Research Article | Open Access
Joshua Panyin Craymah, Robert Kwame Oppong, Derek Anamaale Tuoyire, "Male Involvement in Maternal Health Care at Anomabo, Central Region, Ghana", International Journal of Reproductive Medicine, vol. 2017, Article ID 2929013, 8 pages, 2017. https://doi.org/10.1155/2017/2929013
Male Involvement in Maternal Health Care at Anomabo, Central Region, Ghana
Background. Globally, male involvement in maternal health care services remains a challenge to effective maternal health care accessibility and utilization. Objective. This study assessed male involvement in maternal health care services and associated factors in Anomabo in the Central Region of Ghana. Methods. Random sampling procedures were employed in selecting 100 adult male respondents whose partners were pregnant or had given birth within twelve months preceding the study. Pearson Chi-Square and Fisher’s exact tests were conducted to assess the association of sociodemographic and enabling/disenabling factors with male involvement in maternal health care services. Results. Some 35%, 44%, and 20% of men accompanied their partners to antenatal care, delivery, and postnatal care services, respectively.

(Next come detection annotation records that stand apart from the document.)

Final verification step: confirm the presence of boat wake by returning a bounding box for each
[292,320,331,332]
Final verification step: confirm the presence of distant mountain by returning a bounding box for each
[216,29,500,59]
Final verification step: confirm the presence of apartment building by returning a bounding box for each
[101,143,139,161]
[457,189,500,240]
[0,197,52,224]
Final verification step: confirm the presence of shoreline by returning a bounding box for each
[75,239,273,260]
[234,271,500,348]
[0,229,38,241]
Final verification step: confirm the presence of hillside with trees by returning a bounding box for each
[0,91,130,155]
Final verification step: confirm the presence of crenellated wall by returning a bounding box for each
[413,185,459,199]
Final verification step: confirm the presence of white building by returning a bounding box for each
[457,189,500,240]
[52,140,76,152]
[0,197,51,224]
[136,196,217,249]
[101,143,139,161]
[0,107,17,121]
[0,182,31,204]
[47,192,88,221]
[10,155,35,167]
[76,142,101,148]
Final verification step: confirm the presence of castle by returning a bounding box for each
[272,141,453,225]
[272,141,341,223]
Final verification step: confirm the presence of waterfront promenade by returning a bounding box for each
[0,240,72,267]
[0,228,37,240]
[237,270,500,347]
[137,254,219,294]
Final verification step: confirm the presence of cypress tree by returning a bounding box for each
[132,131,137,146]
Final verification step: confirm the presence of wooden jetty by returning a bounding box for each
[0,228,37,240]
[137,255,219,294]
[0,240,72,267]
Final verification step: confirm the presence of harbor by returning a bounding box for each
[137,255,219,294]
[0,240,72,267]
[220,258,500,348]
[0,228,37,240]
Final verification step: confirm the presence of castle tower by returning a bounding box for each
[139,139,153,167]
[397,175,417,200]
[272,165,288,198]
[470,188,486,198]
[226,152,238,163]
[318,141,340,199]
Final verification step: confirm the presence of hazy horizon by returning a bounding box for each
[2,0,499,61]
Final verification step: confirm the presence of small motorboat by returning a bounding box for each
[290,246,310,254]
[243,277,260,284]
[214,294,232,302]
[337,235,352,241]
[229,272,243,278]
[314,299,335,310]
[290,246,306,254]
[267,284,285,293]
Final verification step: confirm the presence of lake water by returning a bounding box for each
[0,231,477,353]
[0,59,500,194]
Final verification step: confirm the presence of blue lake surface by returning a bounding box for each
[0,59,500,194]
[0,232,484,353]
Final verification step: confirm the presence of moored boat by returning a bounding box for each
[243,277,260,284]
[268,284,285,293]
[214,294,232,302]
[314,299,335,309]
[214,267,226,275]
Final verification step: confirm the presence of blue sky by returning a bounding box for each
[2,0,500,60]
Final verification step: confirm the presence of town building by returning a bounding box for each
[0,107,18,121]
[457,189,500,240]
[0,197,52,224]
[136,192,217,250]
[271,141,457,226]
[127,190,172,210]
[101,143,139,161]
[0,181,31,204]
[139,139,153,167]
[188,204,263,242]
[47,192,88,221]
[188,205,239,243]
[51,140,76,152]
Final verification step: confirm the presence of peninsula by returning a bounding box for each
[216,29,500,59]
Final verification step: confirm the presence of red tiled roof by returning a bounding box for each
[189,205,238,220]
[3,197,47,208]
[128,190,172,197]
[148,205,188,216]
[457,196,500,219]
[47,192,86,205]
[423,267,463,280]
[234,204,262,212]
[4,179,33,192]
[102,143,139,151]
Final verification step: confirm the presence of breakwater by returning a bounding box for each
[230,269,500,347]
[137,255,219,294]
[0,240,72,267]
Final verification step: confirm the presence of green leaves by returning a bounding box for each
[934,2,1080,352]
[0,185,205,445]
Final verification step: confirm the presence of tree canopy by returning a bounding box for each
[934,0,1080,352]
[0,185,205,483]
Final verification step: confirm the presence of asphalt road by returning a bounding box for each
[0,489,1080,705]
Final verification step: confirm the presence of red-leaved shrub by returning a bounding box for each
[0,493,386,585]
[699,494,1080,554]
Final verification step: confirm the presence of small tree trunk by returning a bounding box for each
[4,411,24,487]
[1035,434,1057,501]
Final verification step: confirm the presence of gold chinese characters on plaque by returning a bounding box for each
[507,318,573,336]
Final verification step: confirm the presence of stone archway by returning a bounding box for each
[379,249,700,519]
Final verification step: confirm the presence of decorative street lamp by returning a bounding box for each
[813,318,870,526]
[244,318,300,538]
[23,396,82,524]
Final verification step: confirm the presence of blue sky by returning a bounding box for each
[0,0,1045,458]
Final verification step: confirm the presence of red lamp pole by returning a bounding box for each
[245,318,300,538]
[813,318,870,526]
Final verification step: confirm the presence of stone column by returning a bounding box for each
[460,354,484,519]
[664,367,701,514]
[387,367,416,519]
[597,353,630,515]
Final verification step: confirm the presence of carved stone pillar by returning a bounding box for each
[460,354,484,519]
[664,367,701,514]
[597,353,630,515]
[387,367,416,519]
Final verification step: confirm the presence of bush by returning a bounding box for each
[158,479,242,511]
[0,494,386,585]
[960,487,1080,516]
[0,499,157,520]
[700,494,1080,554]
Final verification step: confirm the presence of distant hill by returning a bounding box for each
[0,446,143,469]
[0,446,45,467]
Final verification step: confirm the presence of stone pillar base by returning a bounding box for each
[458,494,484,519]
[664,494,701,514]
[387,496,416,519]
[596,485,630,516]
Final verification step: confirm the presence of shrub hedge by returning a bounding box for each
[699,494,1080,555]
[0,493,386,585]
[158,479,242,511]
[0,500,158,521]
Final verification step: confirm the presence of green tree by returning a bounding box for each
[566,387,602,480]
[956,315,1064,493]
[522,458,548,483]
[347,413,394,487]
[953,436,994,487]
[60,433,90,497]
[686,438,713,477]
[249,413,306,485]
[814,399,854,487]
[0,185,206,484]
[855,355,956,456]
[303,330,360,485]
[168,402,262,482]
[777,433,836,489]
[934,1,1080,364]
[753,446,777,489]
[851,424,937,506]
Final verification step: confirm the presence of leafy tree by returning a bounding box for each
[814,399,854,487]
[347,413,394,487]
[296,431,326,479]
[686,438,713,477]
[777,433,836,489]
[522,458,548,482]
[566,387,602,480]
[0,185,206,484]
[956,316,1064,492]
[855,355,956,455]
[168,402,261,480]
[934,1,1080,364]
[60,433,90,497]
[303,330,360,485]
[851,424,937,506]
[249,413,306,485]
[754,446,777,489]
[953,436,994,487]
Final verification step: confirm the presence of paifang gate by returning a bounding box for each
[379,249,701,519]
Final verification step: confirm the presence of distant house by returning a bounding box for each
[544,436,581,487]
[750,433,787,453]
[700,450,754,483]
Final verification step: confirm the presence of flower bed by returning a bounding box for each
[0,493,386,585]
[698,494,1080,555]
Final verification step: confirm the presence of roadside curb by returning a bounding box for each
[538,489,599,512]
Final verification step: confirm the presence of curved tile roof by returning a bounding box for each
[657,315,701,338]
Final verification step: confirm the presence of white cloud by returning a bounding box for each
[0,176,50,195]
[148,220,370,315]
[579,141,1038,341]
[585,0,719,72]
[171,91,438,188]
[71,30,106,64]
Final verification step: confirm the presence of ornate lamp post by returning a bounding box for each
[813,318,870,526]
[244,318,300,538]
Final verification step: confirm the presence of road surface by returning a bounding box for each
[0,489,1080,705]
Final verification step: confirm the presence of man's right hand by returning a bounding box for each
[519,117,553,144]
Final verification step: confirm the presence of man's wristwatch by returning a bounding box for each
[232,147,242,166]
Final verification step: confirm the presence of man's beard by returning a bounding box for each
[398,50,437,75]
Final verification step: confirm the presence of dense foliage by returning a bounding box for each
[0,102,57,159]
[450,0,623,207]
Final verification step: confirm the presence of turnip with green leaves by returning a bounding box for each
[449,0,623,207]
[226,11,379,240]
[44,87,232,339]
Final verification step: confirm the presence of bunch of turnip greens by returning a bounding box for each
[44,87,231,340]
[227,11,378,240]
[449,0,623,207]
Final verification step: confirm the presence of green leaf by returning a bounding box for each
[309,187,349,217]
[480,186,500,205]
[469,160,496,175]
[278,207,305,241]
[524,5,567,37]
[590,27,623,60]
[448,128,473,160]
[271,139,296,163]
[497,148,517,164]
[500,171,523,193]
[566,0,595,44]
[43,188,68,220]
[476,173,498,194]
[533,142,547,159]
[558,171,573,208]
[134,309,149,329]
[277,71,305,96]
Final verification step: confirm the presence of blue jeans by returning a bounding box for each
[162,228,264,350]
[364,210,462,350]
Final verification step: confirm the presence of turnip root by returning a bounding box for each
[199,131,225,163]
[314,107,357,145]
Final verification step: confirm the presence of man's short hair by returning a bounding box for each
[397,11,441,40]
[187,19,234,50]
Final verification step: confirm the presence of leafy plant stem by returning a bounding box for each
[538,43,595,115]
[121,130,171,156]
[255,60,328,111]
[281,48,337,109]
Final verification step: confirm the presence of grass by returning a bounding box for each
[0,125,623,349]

Male involvement in antenatal care and delivery was influenced by sociodemographic (partner’s education, type of marriage, living arrangements, and number of children) and enabling/disenabling (distance to health facility, attitude of health workers, prohibitive cultural norms, unfavourable health policies, and gender roles) factors. Conclusion. The low male involvement in maternal health care services warrants interventions to improve the situation. Public health interventions should focus on designing messages to diffuse existing sociocultural perceptions and health care provider attitudes which influence male involvement in maternal health care services.
Maternal health care (MHC) service comprises services provided for women during pregnancy, delivery, and postnatal. Traditionally, maternal health issues have predominantly been seen and treated as a purely feminine matter . Hence, men have traditionally been excluded from MHC services, thereby reinforcing the erroneous notion that pregnancy and the processes leading to childbirth are the preserve of women .
According to the recent global estimates by the World Health Organization (WHO), more than half a million women lose their lives from pregnancy-related complications worldwide every year, ninety-nine per cent (99%) of which occur in the less developed world . In Sub-Saharan Africa, one out of every thirteen women dies of pregnancy-related causes compared with one in 4,085 women in industrialized countries . For every maternal death, many more women suffer short-term injuries, infections, and disabilities during pregnancy or child birth each year.
The tendency to view maternal health as a woman’s issue has contributed to a narrow focus of targeting mostly women, particularly mothers in intervention efforts. Most maternal and child health (MCH) programmes seek to address the health needs of women and children by engaging and educating pregnant women and mothers in care-seeking practices for themselves and their children. This has contributed to men being sidelined as far as reproductive health and MCH matters are concerned .
Male involvement in MHC has been described as a process of social and behavioural change that is needed for men to play more responsible roles in MHC with the purpose of ensuring women’s and children’s wellbeing . Indeed, the value of direct male involvement in reducing maternal mortality cannot be overestimated. Referring to Millennium Development Goal 5 (MDG), an article in Frontlines, a monthly publication of the United States Agency for International Development (USAID) noted that “reducing maternal deaths by 75 percent throughout the world by 2015 will take the involvement of men in countries where it matters most” .
The involvement of men in maternal health arises from the numerous influences men have on almost all spheres of life [1, 7]. The poor attitude of men towards maternal health especially in Africa has been greatly attributed to the practice of male dominance, often called “patriarchy” . Given the crucial role African men play in family decisions, their support and involvement in MHC are essential for healthy maternal and child welfare.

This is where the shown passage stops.